Inflation has been stubborn in 2024. Is it a bump in the road, or a warning sign?
Published Date: 3/29/2024
Source: axios.com
Data: Bureau of Economic Analysis; Chart: Axios Visuals

Which is more important: that the general trajectory of inflation over the last year remains downward, or that price gains tick up substantially in the first two months of 2024?

Why it matters: Your answer determines whether you view the latest inflation data as a bump in the road to be ignored or as a warning sign that markets and policymakers alike have gotten overly complacent about the risk of inflation getting stuck at an unacceptably elevated level.


Driving the news: The Personal Consumption Expenditures Price Index, the inflation measure targeted by the Fed, rose 0.3% in February as the year-on-year rate ticked up to 2.5% from 2.4%, according to data out Friday.

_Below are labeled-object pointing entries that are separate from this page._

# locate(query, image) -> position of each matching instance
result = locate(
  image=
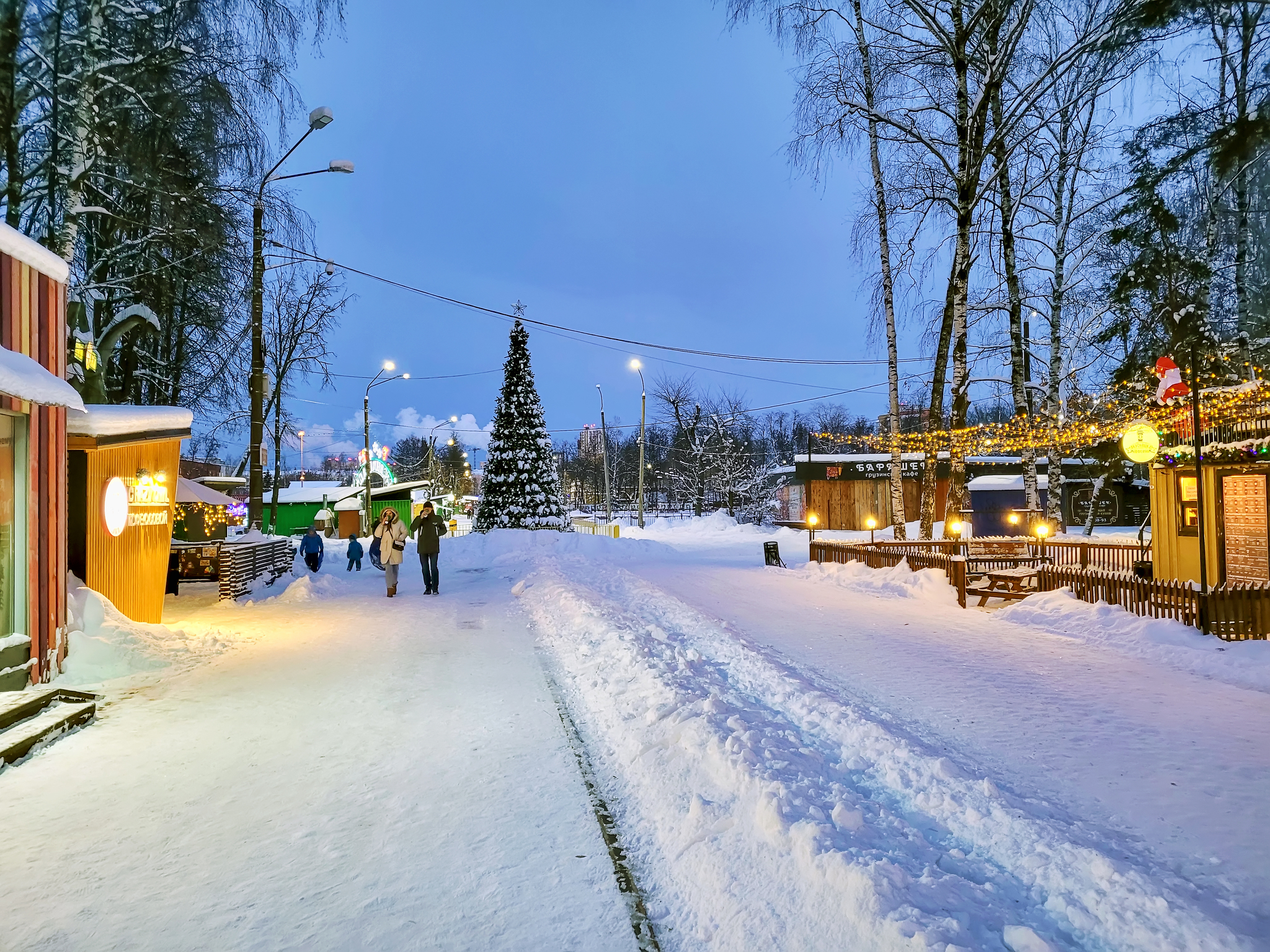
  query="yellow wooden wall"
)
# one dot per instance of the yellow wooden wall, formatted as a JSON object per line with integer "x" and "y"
{"x": 130, "y": 569}
{"x": 1178, "y": 557}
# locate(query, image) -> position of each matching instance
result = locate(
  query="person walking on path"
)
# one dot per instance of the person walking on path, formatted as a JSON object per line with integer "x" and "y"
{"x": 431, "y": 527}
{"x": 391, "y": 535}
{"x": 311, "y": 549}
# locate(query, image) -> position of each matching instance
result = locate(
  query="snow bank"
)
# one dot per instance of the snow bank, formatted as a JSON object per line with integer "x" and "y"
{"x": 765, "y": 814}
{"x": 1245, "y": 664}
{"x": 502, "y": 547}
{"x": 929, "y": 584}
{"x": 716, "y": 528}
{"x": 103, "y": 644}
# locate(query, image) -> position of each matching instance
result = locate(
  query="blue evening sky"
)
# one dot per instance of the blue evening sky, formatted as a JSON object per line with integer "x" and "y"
{"x": 618, "y": 167}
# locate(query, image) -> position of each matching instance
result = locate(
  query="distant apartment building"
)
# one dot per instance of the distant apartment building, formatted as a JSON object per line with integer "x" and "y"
{"x": 591, "y": 442}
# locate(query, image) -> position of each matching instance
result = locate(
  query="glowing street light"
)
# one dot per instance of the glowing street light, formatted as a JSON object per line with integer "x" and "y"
{"x": 643, "y": 404}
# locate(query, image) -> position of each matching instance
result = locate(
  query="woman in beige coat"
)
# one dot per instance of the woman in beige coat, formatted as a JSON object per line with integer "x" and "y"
{"x": 391, "y": 534}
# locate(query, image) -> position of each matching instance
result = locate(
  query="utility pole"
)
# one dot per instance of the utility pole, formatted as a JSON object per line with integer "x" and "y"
{"x": 603, "y": 459}
{"x": 643, "y": 404}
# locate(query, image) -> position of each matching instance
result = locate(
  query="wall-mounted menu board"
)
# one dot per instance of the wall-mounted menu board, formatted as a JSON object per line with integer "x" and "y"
{"x": 1248, "y": 544}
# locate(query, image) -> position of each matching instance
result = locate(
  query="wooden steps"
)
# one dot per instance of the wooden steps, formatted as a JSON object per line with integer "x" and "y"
{"x": 31, "y": 718}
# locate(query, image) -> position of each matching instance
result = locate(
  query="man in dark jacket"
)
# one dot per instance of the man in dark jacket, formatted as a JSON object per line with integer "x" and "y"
{"x": 430, "y": 528}
{"x": 311, "y": 549}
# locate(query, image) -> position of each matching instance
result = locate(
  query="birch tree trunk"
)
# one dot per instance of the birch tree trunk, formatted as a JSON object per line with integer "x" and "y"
{"x": 888, "y": 287}
{"x": 1010, "y": 265}
{"x": 83, "y": 151}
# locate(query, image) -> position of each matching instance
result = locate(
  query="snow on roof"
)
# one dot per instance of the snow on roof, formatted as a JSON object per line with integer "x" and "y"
{"x": 313, "y": 493}
{"x": 14, "y": 244}
{"x": 998, "y": 484}
{"x": 24, "y": 379}
{"x": 121, "y": 420}
{"x": 191, "y": 491}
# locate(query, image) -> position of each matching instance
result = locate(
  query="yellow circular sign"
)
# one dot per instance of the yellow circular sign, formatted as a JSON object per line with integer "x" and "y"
{"x": 115, "y": 506}
{"x": 1140, "y": 442}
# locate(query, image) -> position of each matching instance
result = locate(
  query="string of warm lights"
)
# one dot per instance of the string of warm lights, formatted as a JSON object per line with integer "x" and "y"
{"x": 1104, "y": 418}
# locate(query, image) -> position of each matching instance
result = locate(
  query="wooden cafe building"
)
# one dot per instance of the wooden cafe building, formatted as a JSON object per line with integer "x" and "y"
{"x": 83, "y": 489}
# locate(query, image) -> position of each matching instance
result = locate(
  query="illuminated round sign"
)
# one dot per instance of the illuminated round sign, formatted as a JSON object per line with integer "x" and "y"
{"x": 115, "y": 506}
{"x": 1140, "y": 442}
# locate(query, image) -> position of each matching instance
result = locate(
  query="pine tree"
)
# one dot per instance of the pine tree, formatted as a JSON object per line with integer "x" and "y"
{"x": 520, "y": 489}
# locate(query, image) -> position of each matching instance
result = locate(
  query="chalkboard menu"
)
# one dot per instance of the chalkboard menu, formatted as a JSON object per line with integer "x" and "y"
{"x": 1248, "y": 549}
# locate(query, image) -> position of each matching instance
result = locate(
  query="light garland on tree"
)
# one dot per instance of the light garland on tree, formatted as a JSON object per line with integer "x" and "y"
{"x": 1103, "y": 420}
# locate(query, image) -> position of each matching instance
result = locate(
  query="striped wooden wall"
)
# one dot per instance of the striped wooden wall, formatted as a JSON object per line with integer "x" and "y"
{"x": 846, "y": 505}
{"x": 33, "y": 323}
{"x": 130, "y": 569}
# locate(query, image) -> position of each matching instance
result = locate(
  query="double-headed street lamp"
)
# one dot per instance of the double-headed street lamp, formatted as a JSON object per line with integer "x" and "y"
{"x": 318, "y": 118}
{"x": 643, "y": 403}
{"x": 366, "y": 419}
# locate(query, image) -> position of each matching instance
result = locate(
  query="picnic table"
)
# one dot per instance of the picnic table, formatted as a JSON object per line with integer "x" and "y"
{"x": 1006, "y": 583}
{"x": 998, "y": 553}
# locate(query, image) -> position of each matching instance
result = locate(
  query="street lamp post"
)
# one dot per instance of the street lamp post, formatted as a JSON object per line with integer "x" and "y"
{"x": 603, "y": 459}
{"x": 318, "y": 118}
{"x": 366, "y": 419}
{"x": 643, "y": 404}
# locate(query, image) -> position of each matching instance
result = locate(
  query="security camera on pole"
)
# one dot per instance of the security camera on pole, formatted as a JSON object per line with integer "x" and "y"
{"x": 318, "y": 118}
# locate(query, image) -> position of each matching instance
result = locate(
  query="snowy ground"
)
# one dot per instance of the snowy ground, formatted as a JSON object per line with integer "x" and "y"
{"x": 814, "y": 758}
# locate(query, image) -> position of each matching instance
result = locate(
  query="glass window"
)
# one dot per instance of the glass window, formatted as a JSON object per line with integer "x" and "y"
{"x": 1188, "y": 499}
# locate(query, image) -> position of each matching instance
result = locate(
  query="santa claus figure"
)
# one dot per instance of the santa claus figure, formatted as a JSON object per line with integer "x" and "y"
{"x": 1171, "y": 382}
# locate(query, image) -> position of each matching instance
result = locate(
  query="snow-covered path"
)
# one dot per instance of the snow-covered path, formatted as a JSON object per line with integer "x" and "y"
{"x": 1178, "y": 765}
{"x": 806, "y": 759}
{"x": 361, "y": 774}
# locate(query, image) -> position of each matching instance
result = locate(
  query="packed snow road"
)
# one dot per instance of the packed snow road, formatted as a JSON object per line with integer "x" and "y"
{"x": 817, "y": 758}
{"x": 355, "y": 774}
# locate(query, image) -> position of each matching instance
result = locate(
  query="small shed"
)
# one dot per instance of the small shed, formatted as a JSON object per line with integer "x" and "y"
{"x": 201, "y": 512}
{"x": 122, "y": 465}
{"x": 993, "y": 499}
{"x": 1236, "y": 519}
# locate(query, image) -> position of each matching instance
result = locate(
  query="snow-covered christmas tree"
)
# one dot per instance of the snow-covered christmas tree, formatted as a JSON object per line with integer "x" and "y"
{"x": 520, "y": 489}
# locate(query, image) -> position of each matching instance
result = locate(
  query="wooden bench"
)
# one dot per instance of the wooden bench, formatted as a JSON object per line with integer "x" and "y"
{"x": 988, "y": 555}
{"x": 1005, "y": 583}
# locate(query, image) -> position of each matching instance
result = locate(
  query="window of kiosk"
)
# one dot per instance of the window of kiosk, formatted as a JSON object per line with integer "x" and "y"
{"x": 1188, "y": 506}
{"x": 13, "y": 526}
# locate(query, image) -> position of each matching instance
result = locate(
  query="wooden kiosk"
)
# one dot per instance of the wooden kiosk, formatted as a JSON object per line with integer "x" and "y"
{"x": 123, "y": 465}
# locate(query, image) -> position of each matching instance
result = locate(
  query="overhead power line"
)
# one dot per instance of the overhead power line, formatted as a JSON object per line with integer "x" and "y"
{"x": 592, "y": 334}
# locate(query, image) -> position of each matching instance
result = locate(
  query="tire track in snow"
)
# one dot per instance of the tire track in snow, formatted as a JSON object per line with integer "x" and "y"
{"x": 646, "y": 938}
{"x": 719, "y": 754}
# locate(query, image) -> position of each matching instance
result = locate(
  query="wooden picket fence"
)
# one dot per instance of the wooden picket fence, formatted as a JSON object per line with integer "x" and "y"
{"x": 1235, "y": 612}
{"x": 1109, "y": 557}
{"x": 243, "y": 563}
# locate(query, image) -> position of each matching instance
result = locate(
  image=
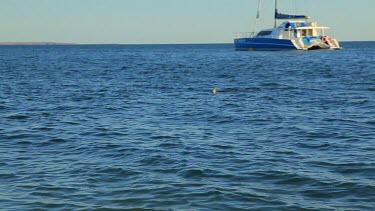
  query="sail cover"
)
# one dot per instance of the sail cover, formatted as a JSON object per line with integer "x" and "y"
{"x": 279, "y": 15}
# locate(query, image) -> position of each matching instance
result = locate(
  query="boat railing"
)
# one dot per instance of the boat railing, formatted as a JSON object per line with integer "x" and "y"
{"x": 239, "y": 35}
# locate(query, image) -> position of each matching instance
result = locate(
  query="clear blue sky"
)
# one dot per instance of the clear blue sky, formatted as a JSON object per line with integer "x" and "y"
{"x": 169, "y": 21}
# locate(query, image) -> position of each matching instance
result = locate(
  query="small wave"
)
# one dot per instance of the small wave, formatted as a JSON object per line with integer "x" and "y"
{"x": 18, "y": 117}
{"x": 192, "y": 173}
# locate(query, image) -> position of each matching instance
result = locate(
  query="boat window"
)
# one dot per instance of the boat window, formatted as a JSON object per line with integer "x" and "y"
{"x": 264, "y": 33}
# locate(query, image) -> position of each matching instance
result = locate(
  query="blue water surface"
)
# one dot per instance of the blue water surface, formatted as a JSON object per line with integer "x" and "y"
{"x": 136, "y": 127}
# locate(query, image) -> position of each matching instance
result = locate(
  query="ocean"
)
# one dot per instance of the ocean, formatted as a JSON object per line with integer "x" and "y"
{"x": 136, "y": 127}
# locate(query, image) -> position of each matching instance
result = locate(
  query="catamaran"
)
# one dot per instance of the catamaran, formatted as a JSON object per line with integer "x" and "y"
{"x": 295, "y": 33}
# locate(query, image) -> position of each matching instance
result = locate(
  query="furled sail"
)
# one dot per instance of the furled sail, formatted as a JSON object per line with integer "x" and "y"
{"x": 279, "y": 15}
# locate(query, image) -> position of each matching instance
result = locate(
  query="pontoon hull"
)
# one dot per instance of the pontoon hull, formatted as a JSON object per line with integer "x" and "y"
{"x": 263, "y": 44}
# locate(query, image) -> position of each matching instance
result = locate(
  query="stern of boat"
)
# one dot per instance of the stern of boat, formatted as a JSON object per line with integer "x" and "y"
{"x": 316, "y": 43}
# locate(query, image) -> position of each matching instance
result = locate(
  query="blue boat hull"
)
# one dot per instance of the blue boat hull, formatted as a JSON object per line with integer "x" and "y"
{"x": 263, "y": 44}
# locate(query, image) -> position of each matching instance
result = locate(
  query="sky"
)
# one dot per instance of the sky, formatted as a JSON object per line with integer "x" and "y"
{"x": 170, "y": 21}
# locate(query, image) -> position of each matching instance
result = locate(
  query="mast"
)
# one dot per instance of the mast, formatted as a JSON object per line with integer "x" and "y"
{"x": 258, "y": 16}
{"x": 275, "y": 13}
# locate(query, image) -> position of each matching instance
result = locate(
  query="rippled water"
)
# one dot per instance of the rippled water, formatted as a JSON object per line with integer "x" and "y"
{"x": 137, "y": 127}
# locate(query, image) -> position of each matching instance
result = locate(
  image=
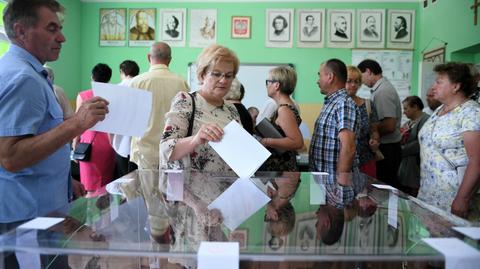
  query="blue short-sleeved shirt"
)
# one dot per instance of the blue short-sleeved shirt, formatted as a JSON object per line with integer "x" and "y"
{"x": 28, "y": 107}
{"x": 339, "y": 112}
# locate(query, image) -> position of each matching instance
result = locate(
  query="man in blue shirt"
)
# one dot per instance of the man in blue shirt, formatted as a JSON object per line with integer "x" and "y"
{"x": 34, "y": 155}
{"x": 332, "y": 149}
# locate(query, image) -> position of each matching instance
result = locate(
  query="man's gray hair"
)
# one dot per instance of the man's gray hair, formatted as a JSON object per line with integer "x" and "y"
{"x": 25, "y": 12}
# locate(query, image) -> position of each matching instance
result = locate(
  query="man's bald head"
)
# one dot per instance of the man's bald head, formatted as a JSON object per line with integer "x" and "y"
{"x": 160, "y": 53}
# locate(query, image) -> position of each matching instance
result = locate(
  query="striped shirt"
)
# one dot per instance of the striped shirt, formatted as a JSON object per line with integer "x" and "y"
{"x": 339, "y": 112}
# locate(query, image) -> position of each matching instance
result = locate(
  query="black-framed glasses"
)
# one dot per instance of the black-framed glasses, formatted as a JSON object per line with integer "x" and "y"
{"x": 219, "y": 75}
{"x": 270, "y": 81}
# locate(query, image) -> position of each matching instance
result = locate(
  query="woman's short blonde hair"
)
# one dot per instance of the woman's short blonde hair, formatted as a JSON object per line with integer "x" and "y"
{"x": 212, "y": 55}
{"x": 234, "y": 93}
{"x": 286, "y": 76}
{"x": 353, "y": 70}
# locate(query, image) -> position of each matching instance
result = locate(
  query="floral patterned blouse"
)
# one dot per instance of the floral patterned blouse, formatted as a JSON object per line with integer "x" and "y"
{"x": 203, "y": 158}
{"x": 438, "y": 179}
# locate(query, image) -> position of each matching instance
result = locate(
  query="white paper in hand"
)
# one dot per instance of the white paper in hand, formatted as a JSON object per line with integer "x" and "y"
{"x": 234, "y": 204}
{"x": 243, "y": 153}
{"x": 129, "y": 109}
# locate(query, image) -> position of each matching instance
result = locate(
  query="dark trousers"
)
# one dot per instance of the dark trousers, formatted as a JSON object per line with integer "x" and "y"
{"x": 387, "y": 168}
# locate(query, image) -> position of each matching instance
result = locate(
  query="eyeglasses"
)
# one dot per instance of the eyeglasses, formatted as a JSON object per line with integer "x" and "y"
{"x": 218, "y": 75}
{"x": 270, "y": 81}
{"x": 353, "y": 81}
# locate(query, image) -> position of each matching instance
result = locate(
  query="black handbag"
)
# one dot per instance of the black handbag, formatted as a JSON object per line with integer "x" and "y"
{"x": 82, "y": 152}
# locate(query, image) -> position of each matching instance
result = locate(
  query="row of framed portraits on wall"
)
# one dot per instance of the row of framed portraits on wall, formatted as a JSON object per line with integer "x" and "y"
{"x": 340, "y": 28}
{"x": 140, "y": 27}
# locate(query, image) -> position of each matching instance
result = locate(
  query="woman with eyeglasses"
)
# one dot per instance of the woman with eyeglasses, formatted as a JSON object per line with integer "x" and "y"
{"x": 368, "y": 138}
{"x": 217, "y": 66}
{"x": 280, "y": 85}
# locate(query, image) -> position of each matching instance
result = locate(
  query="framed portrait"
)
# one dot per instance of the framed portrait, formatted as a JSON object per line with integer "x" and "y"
{"x": 371, "y": 28}
{"x": 310, "y": 27}
{"x": 172, "y": 26}
{"x": 279, "y": 28}
{"x": 340, "y": 31}
{"x": 203, "y": 27}
{"x": 240, "y": 236}
{"x": 112, "y": 26}
{"x": 241, "y": 26}
{"x": 141, "y": 31}
{"x": 401, "y": 29}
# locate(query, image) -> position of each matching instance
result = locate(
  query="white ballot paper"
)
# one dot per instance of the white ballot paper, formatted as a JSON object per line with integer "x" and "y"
{"x": 318, "y": 192}
{"x": 384, "y": 187}
{"x": 243, "y": 153}
{"x": 40, "y": 223}
{"x": 472, "y": 232}
{"x": 218, "y": 255}
{"x": 129, "y": 109}
{"x": 458, "y": 255}
{"x": 237, "y": 203}
{"x": 392, "y": 209}
{"x": 175, "y": 184}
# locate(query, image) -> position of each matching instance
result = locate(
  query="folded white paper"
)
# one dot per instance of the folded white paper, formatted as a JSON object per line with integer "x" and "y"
{"x": 174, "y": 185}
{"x": 472, "y": 232}
{"x": 218, "y": 255}
{"x": 392, "y": 209}
{"x": 129, "y": 109}
{"x": 237, "y": 203}
{"x": 318, "y": 192}
{"x": 384, "y": 187}
{"x": 243, "y": 153}
{"x": 40, "y": 223}
{"x": 457, "y": 253}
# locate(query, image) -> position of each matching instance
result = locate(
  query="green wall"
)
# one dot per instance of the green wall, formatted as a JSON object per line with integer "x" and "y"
{"x": 82, "y": 51}
{"x": 452, "y": 22}
{"x": 78, "y": 58}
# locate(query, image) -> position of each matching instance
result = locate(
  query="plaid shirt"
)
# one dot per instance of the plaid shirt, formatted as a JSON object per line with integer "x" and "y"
{"x": 339, "y": 112}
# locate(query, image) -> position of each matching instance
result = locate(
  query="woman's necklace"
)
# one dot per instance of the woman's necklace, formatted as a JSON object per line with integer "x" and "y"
{"x": 445, "y": 110}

  • The core measure, which excludes volatile food and energy, also logged a 0.3% monthly gain as the year-on-year rate dipped to 2.8% from 2.9%, reaching the lowest level in nearly three years.
  • Over the last three months, core inflation has been running at a 3.5% annual rate. That's up from 1.6% in December and the highest since last May.
  • Consumer demand was robust, with consumption spending rising 0.8% in February (0.4% after accounting for inflation).

Of note: "Supercore" prices — services excluding energy and housing — which Fed officials have cited as a particularly good indicator for underlying inflation, shows a similar pattern.

  • The one-month number (+0.2%) slowed from January (+0.7%), but the three-month number rose uncomfortably.
  • Over the last three months, supercore prices have risen at a 4.7% annual rate, the highest since last March and up from 2% in December.

The big picture: The central question for both markets and the Fed is whether the incoming inflation data so far in 2024 is alarming enough to question the basic narrative widely embraced late last year — that the soft landing is here, and inflation is on the way out.

  • The mainstream view, both in bond markets and the Fed policy committee, has been that though the arc of disinflation is long, it bends toward 2%.
  • "The path of disinflation, as expected, has been bumpy and uneven," said governor Lisa Cook this week.

Yes, but: It's hard to see the June interest rate cuts that many analysts have penciled in materializing so long as progress on inflation is stalled out well north of the Fed's 2% target, consumer demand remains robust, and the job market remains tight.

  • "While I don't want to over-react to two months of data, I do think it is appropriate to react to it," Fed governor Chris Waller said this week. "I see no rush in taking the step of beginning to ease monetary policy."

The bottom line: There is a lot of market pricing and analyst commentary pointing to a June rate cut as on the way. But for that to happen, the next couple of months of data will need to look markedly different than the last couple of months.